Chapter 21

Three blocks. You couldn't do this in another THREE BLOCKS when I'm next to the cop shop? Sascha relaxed his tense frame and glared into his rear-view mirror. Looking back at him was a young man, maybe 20 years old, whose eyes were wild with panic. The man's face was larger in Sascha's mirror than it should have been. Seconds earlier, Sascha had stopped to let an ambulance cross the street, and a blue Mercury Sable that had been drifting from one side of the road to the other—probably texting, Sascha had thought—slammed into the back of his car, shattering the rear window and puncturing the fuel tank. Traffic around them had continued to flow, but a few drivers behind the Sable had gotten out of their cars to investigate.

"Well, we're all still alive," Sascha said aloud. "Less paperwork this way." He unbuckled his seatbelt and stepped out of the car, getting a strong whiff of gasoline vapors from the fuel that was pouring onto the road and flowing backwards. He let the door rest against the body of the car, being careful not to create a spark. Then he took a few steps toward the Sable and gave a curt wave to the bystanders who were approaching.

Sascha looked inside the car that had hit him. "PUT THAT OUT!" he yelled suddenly, much to the surprise of the bystanders. The man had produced a cigarette and was taking a long drag on it. His look of panic returned as Sascha sprinted to his window. "The car you just smashed into is leaking gas, and it's flowing right underneath you. Unless you want to burn up along with your car, I suggest you snuff it out." Sascha was now leaning in the window, and the look on the man's face was one of sheer terror. With a shaking hand, the man pushed the cigarette into the ashtray in the car's console. "S-s-sorry," he stammered.

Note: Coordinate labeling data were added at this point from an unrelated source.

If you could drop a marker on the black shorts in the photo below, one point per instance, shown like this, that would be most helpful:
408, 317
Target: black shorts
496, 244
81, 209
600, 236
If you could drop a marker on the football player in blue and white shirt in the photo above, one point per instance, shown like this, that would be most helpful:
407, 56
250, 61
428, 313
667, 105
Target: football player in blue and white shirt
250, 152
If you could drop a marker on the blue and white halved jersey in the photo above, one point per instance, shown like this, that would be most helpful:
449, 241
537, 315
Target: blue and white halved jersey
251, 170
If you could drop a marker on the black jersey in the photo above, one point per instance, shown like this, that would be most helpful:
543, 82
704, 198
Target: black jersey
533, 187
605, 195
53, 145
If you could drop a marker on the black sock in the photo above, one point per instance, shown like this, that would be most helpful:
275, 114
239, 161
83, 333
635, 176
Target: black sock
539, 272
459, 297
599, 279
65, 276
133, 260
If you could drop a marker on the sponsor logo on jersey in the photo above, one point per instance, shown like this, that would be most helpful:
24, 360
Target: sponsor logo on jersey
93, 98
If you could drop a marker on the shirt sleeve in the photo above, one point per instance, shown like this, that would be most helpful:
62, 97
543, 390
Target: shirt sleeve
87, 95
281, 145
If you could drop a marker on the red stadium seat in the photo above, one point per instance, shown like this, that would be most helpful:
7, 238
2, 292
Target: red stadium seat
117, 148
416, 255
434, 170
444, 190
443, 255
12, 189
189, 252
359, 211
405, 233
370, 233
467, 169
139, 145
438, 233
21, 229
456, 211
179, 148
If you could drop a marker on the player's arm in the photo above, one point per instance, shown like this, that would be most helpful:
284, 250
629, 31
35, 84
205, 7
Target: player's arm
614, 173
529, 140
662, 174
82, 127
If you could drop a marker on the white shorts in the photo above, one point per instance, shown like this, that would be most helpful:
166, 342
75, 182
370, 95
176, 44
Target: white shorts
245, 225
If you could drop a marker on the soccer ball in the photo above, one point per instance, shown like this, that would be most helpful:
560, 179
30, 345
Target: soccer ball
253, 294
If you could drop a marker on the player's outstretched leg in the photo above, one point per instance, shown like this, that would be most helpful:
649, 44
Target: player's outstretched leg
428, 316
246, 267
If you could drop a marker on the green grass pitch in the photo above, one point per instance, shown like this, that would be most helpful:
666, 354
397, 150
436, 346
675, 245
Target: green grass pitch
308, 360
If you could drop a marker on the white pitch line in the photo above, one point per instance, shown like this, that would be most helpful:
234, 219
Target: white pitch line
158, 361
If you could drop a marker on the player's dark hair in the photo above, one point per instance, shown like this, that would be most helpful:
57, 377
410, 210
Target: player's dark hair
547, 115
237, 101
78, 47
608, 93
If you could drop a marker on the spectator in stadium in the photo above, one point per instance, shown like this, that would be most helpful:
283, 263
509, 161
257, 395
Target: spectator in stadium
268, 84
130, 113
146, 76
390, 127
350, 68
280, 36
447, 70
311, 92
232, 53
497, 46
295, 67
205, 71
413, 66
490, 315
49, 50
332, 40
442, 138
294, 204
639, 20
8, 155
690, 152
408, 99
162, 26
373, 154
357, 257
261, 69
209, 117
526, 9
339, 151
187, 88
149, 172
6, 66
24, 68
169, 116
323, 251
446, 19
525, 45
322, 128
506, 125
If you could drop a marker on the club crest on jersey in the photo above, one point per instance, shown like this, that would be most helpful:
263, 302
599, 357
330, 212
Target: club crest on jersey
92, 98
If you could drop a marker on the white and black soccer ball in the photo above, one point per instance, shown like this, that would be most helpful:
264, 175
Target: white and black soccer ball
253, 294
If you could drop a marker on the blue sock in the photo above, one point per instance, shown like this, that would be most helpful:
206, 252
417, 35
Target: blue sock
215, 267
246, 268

Sascha pulled his head and shoulders out of the car and looked around. Two vehicles in the adjacent lane had slowed to watch. The bystanders who had left their vehicles were glancing at one another and slowly backing away. Sascha put his hands up in a sign of apology. "Sorry, folks," he said. "I just have a strong aversion to dying in a fireball." He backed away from the Sable, giving the man enough space to open the door and a little extra for good measure.

"I'm Sascha Greene," he said.

The man looked at him warily. "Joe Marek," he said finally. "Sorry about your car."

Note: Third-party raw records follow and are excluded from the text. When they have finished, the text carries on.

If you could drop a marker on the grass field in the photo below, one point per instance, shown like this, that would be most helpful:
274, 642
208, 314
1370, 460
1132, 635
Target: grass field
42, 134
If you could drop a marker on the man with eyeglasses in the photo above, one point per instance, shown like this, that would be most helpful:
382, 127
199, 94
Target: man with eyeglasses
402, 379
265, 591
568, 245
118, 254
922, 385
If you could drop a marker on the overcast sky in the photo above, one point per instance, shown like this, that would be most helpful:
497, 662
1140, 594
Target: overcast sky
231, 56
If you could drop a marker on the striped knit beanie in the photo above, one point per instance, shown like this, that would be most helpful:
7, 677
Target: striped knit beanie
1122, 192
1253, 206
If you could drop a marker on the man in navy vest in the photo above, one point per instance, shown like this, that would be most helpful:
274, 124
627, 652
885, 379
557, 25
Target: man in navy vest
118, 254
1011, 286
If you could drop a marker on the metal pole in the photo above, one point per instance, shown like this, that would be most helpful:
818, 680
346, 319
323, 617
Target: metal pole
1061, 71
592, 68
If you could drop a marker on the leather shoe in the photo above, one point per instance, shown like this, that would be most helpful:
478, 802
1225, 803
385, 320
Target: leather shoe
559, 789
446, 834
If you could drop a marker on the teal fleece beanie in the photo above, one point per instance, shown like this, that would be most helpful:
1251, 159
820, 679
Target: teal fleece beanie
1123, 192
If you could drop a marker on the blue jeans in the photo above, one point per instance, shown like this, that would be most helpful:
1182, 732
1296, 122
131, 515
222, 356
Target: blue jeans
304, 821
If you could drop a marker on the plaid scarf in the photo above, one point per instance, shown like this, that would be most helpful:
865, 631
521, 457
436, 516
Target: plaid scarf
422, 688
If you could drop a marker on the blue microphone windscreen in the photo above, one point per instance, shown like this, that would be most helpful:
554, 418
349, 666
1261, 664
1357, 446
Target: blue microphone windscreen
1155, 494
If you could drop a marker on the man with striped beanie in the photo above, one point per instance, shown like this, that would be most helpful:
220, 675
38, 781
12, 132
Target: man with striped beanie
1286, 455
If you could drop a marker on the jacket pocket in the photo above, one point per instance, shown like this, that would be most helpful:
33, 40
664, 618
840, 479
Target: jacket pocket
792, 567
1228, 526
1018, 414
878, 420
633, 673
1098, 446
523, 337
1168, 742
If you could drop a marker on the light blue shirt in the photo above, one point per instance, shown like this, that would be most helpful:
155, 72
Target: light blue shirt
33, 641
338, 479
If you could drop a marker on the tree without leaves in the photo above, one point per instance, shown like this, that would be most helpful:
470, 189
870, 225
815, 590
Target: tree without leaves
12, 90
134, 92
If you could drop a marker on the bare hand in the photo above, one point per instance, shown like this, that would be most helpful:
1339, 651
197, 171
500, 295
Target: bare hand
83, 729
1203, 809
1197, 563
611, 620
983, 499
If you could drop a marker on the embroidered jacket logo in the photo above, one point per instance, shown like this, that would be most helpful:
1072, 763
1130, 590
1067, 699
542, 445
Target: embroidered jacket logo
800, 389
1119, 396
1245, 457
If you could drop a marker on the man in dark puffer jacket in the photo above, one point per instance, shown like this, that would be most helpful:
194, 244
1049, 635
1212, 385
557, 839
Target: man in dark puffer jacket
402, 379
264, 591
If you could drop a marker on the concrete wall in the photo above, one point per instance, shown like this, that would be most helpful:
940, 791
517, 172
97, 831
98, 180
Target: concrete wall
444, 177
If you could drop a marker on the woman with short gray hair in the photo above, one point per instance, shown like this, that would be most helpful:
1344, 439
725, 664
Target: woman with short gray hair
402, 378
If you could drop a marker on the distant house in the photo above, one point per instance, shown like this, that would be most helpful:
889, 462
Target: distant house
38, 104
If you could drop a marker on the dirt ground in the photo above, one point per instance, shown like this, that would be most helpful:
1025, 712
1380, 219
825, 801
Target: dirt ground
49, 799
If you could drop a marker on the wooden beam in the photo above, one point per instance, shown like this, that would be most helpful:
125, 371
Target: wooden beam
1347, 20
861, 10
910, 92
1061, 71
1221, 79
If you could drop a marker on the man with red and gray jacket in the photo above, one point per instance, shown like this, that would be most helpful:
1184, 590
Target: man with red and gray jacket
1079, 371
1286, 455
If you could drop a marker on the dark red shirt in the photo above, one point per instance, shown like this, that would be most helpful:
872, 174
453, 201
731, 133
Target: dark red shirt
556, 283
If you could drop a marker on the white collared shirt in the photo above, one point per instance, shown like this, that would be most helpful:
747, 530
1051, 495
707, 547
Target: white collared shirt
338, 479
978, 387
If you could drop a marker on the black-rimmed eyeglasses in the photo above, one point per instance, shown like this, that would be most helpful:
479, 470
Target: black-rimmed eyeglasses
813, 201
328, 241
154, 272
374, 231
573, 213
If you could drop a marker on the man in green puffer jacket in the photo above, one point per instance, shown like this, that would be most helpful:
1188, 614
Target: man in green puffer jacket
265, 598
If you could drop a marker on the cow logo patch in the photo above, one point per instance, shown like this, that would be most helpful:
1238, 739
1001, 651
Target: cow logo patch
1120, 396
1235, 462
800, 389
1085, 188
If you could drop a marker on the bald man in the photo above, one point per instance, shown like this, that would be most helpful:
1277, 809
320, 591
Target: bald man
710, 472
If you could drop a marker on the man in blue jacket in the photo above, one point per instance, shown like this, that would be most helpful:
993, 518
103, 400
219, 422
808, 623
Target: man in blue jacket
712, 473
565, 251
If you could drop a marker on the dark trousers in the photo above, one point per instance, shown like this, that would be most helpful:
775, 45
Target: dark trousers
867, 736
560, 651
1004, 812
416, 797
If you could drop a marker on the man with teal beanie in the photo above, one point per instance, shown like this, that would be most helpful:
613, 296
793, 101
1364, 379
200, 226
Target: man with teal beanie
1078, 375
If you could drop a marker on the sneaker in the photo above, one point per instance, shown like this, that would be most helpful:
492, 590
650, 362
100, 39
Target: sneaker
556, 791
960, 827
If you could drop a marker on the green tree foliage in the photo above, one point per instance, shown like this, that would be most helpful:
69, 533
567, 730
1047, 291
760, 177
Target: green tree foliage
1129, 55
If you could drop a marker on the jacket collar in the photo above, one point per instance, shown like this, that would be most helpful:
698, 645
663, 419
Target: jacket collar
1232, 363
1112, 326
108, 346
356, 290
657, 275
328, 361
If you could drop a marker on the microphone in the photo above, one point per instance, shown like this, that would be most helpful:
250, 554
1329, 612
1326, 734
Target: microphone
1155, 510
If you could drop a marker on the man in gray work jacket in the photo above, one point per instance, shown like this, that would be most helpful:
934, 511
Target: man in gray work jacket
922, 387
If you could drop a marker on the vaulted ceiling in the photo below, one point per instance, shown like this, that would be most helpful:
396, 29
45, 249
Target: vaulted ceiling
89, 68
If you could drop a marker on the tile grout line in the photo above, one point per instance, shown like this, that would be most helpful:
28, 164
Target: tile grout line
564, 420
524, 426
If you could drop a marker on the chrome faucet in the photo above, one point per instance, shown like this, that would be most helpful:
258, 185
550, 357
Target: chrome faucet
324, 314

"Don't worry about it. I'm glad that you're all right."

Sascha turned toward the group bystanders. "Can someone please call this in?" he asked.

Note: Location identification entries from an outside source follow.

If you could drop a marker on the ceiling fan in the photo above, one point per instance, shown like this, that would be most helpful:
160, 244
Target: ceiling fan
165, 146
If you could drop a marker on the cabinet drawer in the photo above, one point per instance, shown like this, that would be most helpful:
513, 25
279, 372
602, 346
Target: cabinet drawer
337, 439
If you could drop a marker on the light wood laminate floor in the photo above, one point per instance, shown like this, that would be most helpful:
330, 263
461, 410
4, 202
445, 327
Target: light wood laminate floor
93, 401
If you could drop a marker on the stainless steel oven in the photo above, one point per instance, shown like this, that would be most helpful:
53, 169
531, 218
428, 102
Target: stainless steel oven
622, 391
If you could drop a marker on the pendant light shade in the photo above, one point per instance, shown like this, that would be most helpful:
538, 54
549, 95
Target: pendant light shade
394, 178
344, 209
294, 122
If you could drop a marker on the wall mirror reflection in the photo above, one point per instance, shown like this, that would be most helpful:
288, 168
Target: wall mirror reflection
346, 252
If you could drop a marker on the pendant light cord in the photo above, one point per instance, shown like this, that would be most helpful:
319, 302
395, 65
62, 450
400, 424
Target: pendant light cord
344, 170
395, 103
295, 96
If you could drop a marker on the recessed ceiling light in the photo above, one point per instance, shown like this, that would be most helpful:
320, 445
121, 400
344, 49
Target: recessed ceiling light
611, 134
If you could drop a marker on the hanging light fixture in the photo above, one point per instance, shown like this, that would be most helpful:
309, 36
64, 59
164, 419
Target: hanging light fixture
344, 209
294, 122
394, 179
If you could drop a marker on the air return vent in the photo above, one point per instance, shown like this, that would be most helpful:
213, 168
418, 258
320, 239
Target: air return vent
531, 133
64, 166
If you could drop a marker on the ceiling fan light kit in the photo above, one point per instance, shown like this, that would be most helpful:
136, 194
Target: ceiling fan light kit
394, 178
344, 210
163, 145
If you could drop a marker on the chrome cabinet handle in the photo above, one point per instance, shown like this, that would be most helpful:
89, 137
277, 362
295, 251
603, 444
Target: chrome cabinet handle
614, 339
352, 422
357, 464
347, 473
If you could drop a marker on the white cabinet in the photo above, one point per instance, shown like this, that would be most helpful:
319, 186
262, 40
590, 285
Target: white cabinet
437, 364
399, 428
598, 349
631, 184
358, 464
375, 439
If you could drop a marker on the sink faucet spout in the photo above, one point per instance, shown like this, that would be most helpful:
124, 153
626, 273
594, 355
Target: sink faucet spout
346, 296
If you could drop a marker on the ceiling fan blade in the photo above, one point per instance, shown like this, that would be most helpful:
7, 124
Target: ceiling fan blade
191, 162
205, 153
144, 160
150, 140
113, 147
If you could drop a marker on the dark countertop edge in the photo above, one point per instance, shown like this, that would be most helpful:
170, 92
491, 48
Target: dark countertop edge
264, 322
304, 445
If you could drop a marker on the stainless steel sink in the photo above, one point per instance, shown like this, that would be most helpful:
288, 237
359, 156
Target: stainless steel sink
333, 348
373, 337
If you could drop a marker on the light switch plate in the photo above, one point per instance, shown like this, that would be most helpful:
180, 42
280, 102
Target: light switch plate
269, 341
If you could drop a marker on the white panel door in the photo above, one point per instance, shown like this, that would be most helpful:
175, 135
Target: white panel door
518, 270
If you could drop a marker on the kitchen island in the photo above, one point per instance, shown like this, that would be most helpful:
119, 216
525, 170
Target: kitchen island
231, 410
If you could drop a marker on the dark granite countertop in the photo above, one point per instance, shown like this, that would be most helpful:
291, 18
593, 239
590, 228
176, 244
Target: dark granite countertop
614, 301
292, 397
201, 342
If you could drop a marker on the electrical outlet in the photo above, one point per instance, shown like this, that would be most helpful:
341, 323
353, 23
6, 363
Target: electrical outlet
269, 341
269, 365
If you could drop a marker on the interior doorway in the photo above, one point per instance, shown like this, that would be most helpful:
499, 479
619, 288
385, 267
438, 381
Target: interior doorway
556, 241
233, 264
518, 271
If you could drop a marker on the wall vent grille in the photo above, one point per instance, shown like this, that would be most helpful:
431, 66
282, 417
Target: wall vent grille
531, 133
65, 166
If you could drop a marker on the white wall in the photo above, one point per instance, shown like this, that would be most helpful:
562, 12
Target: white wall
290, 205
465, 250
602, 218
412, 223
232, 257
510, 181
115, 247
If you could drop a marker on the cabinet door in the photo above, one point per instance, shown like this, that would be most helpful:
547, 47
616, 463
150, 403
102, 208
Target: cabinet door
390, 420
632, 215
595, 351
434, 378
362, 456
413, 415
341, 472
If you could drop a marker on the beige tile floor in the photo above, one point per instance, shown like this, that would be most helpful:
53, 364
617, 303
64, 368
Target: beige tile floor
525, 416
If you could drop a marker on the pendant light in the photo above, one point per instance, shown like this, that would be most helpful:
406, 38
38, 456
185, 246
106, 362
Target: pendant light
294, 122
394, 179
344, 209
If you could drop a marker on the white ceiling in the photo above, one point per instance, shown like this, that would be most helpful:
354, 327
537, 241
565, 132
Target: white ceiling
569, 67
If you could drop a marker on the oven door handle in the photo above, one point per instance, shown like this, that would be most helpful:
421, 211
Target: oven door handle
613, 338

One of the men responded that he had called 9-1-1 a few minutes before. Sascha walked back to his car to find his phone. He was going to be late for the meeting at the NYPD, and he knew that Jesse would be worried about him. His phone had moved from the console between the front seats to the rear window. Not stopping to work out how it had bounced up there, Sascha carefully pulled the phone out of the glass shards and entered his passcode. He had an SMS message from an unfamiliar number asking where he was. The number matched one of the calls in his recent call log, and he recalled that Jesse had called him from his new phone number. He sent a message back: Car accident. All ok, but I'll be late. Don't wait up. Only 3 blocks away, but there will be paperwork....

Sascha saw a police car moving slowly toward him, honking at the traffic to break up the rubbernecking. He sighed. My first interrogation. Down the tubes.